A anunciada e confirmada converssão de Tony Blair ao catolicismo tem incomodado muita gente. Uns manifestam-se, directamente, sobre o a despropósito desta conversão. Outros, em surdina ou a pretender assobiar para o lado, não conseguem esconder o desconforto. E também não falta quem vá dizendo que, apesar de tudo, o número crescente dos ateus é mais significativo na Europa que uma conversão isolada e, segundo dizem, por meros motivos de família...
Quem anda atento ao que se diz, escreve, mostra e publica, decerto se apercebeu, desde há tempos, do ribombar do trovão e dos rugidos que o pressagiavam. De repente, e sem que nada o fizesse esperar, os diários começaram a pedir entrevistas a gente pouco opu nada conhecida, os editores a publicar livros que, logo na capa, publicitam se publicitam a si próprios, falando de milhões (!) de exemplares vendidos, por se tratar de “um livro que está a abalar o mundo”.
Os entrevistados e os autores podem ser pessoas famosas no campo científico. Alguns até serão. Começamos a lê-los e fica-nos logo e sempre a sensação de que se trata de mais um sapateiro, como o da fábula, que foi além do chinelo do seu normal e competência.

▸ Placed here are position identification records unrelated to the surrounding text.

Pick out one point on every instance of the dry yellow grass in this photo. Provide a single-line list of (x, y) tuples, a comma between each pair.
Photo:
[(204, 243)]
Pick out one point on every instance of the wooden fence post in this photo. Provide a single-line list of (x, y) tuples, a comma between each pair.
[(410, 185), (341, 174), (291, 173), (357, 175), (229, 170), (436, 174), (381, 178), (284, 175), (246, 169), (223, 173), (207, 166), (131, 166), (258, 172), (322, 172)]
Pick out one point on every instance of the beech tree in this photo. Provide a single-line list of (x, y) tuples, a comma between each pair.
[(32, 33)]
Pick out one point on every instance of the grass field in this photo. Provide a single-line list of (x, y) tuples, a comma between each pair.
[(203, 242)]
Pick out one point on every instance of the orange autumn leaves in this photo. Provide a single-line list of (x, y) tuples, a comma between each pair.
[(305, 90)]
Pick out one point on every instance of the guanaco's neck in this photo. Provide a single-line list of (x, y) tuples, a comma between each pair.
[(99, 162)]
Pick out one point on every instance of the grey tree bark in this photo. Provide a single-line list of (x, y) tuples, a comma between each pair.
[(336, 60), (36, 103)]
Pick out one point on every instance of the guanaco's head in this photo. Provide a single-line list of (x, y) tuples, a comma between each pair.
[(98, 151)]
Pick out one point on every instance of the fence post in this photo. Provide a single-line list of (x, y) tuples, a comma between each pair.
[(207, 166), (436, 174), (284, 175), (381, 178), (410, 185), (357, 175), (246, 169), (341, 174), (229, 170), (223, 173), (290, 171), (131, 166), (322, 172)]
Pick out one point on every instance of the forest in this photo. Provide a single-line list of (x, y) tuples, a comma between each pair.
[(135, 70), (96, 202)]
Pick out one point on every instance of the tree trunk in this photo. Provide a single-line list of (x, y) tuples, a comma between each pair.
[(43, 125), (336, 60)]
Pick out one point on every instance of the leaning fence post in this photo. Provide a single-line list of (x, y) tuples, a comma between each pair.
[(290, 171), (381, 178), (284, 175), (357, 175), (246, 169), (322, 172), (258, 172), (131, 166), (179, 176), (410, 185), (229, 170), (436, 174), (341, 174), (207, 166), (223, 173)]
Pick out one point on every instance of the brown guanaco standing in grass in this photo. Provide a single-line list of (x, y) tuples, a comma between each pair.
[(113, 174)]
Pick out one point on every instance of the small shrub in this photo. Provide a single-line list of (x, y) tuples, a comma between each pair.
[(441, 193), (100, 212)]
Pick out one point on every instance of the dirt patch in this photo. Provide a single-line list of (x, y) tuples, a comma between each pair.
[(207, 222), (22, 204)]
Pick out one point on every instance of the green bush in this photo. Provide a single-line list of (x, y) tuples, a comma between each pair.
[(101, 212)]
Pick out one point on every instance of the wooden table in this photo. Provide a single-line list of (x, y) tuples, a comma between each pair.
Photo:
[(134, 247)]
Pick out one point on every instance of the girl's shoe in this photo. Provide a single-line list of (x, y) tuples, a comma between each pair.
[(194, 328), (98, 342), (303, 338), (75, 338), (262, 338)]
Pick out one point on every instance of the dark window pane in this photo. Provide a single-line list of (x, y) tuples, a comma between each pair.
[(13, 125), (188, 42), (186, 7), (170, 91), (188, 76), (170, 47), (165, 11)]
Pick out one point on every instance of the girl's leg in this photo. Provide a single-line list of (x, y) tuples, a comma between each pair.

Ninguém tem razão para criticar ou julgar quem livremente se professa crente ou não crente. Mas já não se iliba de poder ser julgado quem da sua opção faz teoria, muitas vezes coxa, àcerca de verdades que constituem o credo de quem tem, na sua fé, a força, o sentido e a razão do seu viver e agir diários.
O patriarca de Lisboa disse, na sua mensagem de Natal, que “Todas as formas de ateísmo, todas as formas existenciais de negação ou esqucimento de Deus, continuam a ser o maior drama da humanidade”. Não faltou logo quem viesse contrapor, em jornal diário de grande audiência nacional, que “O ateismo é aquela opinião, hoje em dia trivial, de que a existência de Deus é altamente improvável ou mesmo impossível”. E acrescenta o autor do escrito: “Mas não é bizarro que, nos dias de hoje, e com tanto por onde escolher, mesmo um cardeal designe tal ideia, como “o maior drama da humanidade”? Não, não é bizarro nem está fora do nosso contexto social.
Nada mais sério e mais digno de respeito que a verdade feita vida na vida de muita gente, e seja testemunhada com obras, atitudes e compromissos, que certamente não existiriam sem essa adesão existencial.
Muita gente, na actual sociedade, nega Deus, o Deus transcendente e revelado, para coleccionar ídolos ou se fazer a si próprio deus, numa luta de concorrência com quem dificulta o seu caminho ou, usando do mesmo direito, também, legitimamente, se reivindica de divino ou de fazedor de ídolos. A tentação de muitos é de serem deuses. Uma tentação que vem de longe e a história se foi encarregando de mostrar que, quando os pés são de barro, ainda que seja de ouro o pedestal da estátua, esta não vence o tempo normal, quanto mais o inclemente e invernoso.
Deus está menos atento à inteligência de quem O nega, que ao coração de quem O procura. Menos preocupado em responder a opiniões, mas mais atento a dar razões que justifiquem a Sua presença e sinais que acordem a vida e os compromissos das pessoas e da sociedade.A prova de que o ateísmo é um verdadeiro drama está aí bem à vista. A perda de sentido na vida de muitos jovens e adultos, o desprezo por compromissos públicos assumidos na família, a insegurança e a debilidade nas relações pessoais e no ambiente em que se vivemos, o menosprezo pelas pessoas em troca de resultados políticos, o individualismo que seca o amor e a ternura, o endeusamento do passageiro e transitório que desembocam no campo desafeiçoado de um vazio sem limites, o relegar progressivo das exigências da justiça e do bem comum para um minguado lugar social, a incapacidade de gratuidade para muita gente a que sobra tempo e dinheiro, o alto peço da guerra pago pela miséria para onde se atiram os pobres e indefesos… Que denuncia tudo isto e muito mais, senão ausência de Deus ou de uma referência segura que não anda ao sabor de gostos e interesses, mas é permanência que não ilude, nem deixa cair da ilusão quem acredita seriamente num Deus Pai? Pai mesmo daqueles que O negam, O esquecem ou que sentem o Seu incómodo? Na hora da verdade, mesmo para os que não crêem, tudo ficará claro. Para o verdadeiro crente é claro desde já, aqui e agora.